Background

A rhegmatogenous retinal detachment is a separation of the sensory retina from the retinal pigment epithelium (RPE) caused by the entry of fluid into the subretinal space through retinal tears. Rhegmatogenous retinal detachments are treated by scleral buckling, pars plana vitrectomy, or a combination of both [1,2,3,4,5]. Scleral buckling has been the conventional treatment for retinal detachments, but recent developments in vitrectomy have made pars plana vitrectomy a more common treatment of retinal detachments. During the vitrectomy, different types of gas are injected into the vitreous cavity to tamponade the retina, however the intravitreal gas can decrease the visibility of the retina, and reflections from the intravitreal gas bubble can make it difficult to observe and photograph the fundus.

Ultra-widefield imaging of the fundus allows clinicians to evaluate the retina far beyond the equator of the fundus in a single image [6,7,8]. The Optos ultra-widefield imaging system is a scanning laser ophthalmoscope which can obtain widefield images with scanning laser wavelengths of 532 nm (green) or 633 nm (red) [9]. The two images can be viewed separately or superimposed to yield a semi-realistic color image. The design of the ellipsoid mirror of the Optos makes it possible to obtain ultra-widefield images of 200 degrees horizontally without pupillary dilatation. In addition, the use of two laser wavelengths is advantageous over the conventional imaging systems because the red laser penetrates deeper into the retina and the choroid, and the green laser light provides better images of the superficial layers of the retina and retinal vessels.

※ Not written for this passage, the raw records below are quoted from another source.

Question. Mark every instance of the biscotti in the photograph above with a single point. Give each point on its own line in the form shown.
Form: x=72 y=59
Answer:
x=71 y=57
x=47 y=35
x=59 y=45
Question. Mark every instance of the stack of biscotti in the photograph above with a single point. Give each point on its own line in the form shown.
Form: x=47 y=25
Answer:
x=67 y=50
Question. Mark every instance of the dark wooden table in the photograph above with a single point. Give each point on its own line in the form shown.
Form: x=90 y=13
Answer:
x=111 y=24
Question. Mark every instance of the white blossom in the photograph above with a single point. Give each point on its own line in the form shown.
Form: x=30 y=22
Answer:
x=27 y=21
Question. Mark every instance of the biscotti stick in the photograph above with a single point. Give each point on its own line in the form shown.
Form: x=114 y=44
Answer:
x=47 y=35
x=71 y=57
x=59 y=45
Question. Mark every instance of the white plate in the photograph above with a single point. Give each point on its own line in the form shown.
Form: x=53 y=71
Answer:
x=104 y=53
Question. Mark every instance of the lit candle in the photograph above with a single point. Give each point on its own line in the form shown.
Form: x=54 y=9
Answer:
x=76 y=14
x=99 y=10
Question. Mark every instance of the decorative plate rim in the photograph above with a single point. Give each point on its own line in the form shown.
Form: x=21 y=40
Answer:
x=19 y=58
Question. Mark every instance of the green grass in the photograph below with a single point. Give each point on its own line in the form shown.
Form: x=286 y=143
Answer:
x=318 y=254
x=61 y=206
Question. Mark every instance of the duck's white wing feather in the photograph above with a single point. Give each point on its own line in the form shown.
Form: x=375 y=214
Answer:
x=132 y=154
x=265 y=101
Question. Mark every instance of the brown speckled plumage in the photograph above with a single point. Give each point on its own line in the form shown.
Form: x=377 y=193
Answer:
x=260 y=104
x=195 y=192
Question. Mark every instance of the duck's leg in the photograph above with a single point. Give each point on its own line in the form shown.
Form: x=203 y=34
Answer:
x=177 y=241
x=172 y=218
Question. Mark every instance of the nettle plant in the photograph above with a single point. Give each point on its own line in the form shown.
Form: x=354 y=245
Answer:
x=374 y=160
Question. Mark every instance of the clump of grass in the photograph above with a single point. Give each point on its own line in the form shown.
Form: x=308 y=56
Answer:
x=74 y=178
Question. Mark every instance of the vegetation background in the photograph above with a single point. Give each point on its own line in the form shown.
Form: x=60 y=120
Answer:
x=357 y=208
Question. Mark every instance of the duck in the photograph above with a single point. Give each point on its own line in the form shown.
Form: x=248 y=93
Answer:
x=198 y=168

Anderson and associates [7] presented a case report of a retinal detachment evaluated with the Optos ultra-widefield images prior to the surgery, after scleral buckling surgery with intravitreal gas injection, and after vitrectomy with a gas tamponade. They reported that the ultra-widefield fundus imaging system was able of delineating the extent of the retinal detachment even in the presence of intraocular gas after the vitreoretinal surgery.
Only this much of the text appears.